There is something that disturbs me, not storywise or the actors/actresses, it's how it was made, but I just can't pinpoint it.

To use an old cliché, this one kept me on the edge of my seat.
Gregory Peck has lost 2 years, or 2 days, or 2 hours or even less during a blackout. Nobody believes him exept some hoods that is chasing him for some reason he don't get, not even a psychriast believes him, but a private dick does. Those who chases Greg didn't expect Greg trying to find out by himself, so there is something fishy going on, but how? when? what?
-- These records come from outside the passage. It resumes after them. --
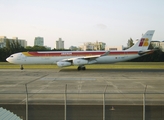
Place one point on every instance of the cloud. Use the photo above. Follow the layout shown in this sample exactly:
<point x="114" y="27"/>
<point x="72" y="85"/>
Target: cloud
<point x="101" y="26"/>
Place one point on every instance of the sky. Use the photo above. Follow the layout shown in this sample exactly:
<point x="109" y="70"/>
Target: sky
<point x="77" y="21"/>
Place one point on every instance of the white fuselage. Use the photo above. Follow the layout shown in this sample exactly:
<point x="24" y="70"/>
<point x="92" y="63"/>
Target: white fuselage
<point x="20" y="58"/>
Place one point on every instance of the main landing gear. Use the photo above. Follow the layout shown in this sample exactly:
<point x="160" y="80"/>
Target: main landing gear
<point x="81" y="68"/>
<point x="21" y="67"/>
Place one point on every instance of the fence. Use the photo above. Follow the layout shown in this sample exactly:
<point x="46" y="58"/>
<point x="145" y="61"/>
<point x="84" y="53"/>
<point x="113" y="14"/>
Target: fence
<point x="70" y="102"/>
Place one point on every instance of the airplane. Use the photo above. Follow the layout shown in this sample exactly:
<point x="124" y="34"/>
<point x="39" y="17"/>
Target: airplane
<point x="82" y="58"/>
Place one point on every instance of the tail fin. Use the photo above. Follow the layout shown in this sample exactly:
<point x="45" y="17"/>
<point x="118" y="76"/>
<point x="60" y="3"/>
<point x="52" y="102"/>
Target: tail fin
<point x="144" y="42"/>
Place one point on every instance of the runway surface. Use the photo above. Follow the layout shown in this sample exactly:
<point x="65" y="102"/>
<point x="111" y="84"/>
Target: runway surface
<point x="53" y="86"/>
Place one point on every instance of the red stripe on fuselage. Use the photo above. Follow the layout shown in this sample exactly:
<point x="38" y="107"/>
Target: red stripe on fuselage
<point x="86" y="53"/>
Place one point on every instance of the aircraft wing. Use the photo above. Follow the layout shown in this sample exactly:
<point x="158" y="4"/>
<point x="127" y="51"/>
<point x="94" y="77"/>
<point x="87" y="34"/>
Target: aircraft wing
<point x="87" y="57"/>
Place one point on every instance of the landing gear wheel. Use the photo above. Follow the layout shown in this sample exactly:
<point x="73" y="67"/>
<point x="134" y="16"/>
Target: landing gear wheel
<point x="21" y="67"/>
<point x="83" y="68"/>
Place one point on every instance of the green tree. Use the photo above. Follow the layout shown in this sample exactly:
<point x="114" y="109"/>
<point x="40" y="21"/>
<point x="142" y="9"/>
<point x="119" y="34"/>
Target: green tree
<point x="130" y="43"/>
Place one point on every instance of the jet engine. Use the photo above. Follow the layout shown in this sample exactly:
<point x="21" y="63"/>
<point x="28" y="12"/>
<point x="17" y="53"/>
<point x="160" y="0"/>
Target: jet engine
<point x="80" y="62"/>
<point x="63" y="63"/>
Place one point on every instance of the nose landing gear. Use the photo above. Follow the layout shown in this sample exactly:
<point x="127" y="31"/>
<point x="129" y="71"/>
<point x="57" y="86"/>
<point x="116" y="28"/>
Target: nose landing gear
<point x="21" y="67"/>
<point x="81" y="68"/>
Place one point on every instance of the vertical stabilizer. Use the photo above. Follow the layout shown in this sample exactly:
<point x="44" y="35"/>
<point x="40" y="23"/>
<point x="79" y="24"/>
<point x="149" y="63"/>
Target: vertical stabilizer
<point x="144" y="42"/>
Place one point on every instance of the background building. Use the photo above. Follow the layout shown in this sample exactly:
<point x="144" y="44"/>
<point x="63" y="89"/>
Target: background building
<point x="3" y="40"/>
<point x="60" y="44"/>
<point x="92" y="46"/>
<point x="39" y="41"/>
<point x="158" y="44"/>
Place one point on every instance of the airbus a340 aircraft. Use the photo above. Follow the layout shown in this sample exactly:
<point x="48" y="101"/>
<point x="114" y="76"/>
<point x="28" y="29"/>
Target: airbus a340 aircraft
<point x="82" y="58"/>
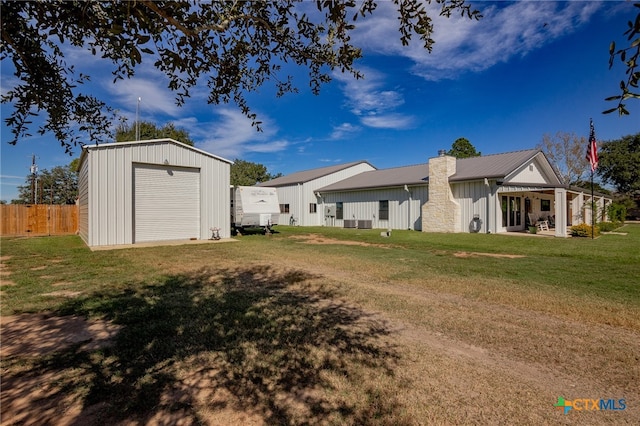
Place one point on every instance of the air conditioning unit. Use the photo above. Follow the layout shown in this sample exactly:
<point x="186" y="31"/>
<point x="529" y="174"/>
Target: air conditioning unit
<point x="365" y="224"/>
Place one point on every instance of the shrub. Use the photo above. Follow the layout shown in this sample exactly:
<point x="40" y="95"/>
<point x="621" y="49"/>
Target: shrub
<point x="584" y="230"/>
<point x="617" y="212"/>
<point x="609" y="226"/>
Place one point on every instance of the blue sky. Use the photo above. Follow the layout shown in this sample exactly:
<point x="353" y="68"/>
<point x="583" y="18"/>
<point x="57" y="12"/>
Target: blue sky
<point x="525" y="70"/>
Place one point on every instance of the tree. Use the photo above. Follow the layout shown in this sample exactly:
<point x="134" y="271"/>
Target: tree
<point x="566" y="153"/>
<point x="56" y="186"/>
<point x="246" y="173"/>
<point x="462" y="148"/>
<point x="125" y="133"/>
<point x="230" y="47"/>
<point x="619" y="164"/>
<point x="633" y="76"/>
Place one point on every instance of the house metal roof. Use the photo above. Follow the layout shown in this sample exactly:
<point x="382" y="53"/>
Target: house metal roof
<point x="309" y="175"/>
<point x="398" y="176"/>
<point x="490" y="166"/>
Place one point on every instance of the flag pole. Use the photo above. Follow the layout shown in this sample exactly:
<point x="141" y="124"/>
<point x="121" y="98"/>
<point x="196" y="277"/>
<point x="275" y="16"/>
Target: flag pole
<point x="593" y="215"/>
<point x="592" y="157"/>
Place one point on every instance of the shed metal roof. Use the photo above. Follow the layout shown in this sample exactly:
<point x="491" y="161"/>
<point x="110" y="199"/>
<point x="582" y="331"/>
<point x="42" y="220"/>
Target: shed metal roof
<point x="490" y="166"/>
<point x="309" y="175"/>
<point x="398" y="176"/>
<point x="86" y="148"/>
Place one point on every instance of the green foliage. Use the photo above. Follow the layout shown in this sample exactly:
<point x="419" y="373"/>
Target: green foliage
<point x="617" y="212"/>
<point x="619" y="163"/>
<point x="231" y="48"/>
<point x="126" y="133"/>
<point x="608" y="226"/>
<point x="462" y="148"/>
<point x="56" y="186"/>
<point x="630" y="56"/>
<point x="584" y="230"/>
<point x="246" y="173"/>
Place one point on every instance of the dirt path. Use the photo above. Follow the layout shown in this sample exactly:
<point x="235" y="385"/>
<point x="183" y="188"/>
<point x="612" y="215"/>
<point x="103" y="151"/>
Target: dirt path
<point x="461" y="360"/>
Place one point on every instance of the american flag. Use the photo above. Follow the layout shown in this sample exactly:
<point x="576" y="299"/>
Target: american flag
<point x="592" y="149"/>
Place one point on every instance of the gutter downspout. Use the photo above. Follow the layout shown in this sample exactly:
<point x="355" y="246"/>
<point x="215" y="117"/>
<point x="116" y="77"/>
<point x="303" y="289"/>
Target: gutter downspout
<point x="489" y="200"/>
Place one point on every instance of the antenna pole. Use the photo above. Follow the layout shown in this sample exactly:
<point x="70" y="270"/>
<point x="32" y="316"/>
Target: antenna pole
<point x="138" y="119"/>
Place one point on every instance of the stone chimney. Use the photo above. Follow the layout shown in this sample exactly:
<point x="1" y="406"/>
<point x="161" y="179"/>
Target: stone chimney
<point x="441" y="213"/>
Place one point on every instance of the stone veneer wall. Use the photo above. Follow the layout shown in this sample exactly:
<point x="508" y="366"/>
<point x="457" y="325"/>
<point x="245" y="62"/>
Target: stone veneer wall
<point x="441" y="213"/>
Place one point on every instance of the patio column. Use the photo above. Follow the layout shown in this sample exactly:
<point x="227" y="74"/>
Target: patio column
<point x="561" y="212"/>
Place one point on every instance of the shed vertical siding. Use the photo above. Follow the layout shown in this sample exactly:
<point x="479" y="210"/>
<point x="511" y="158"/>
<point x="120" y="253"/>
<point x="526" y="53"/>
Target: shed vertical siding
<point x="83" y="203"/>
<point x="404" y="212"/>
<point x="109" y="188"/>
<point x="300" y="195"/>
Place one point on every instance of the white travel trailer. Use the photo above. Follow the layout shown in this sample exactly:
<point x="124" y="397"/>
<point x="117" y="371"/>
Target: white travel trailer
<point x="254" y="207"/>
Greg and Walter Matthau as the private dick stands out in this, dare I say it, gem.
Quincy Jones soundtrack is soooo smooth and elegant, and good location cinematography of old New York.

Well why not an old western with Joel McCrea and lovely Virginia Mayo.
To be honest Randolph Scott made the better western movies by the late 1950s, so this is just a sit back and enjoy movie for what it is, and nothing wrong with that!
Good old Joel minding his own business suddenly gets shot, and his horse killed, but by who? A Tall Stranger with a fancy rifle and spurs.
What surpriced me was how bloody it was, offcourse ketchup or something similiar, when men faught with knuckles they got bloody in their faces.
This kind of movie is what it is and that's why I enjoyed it.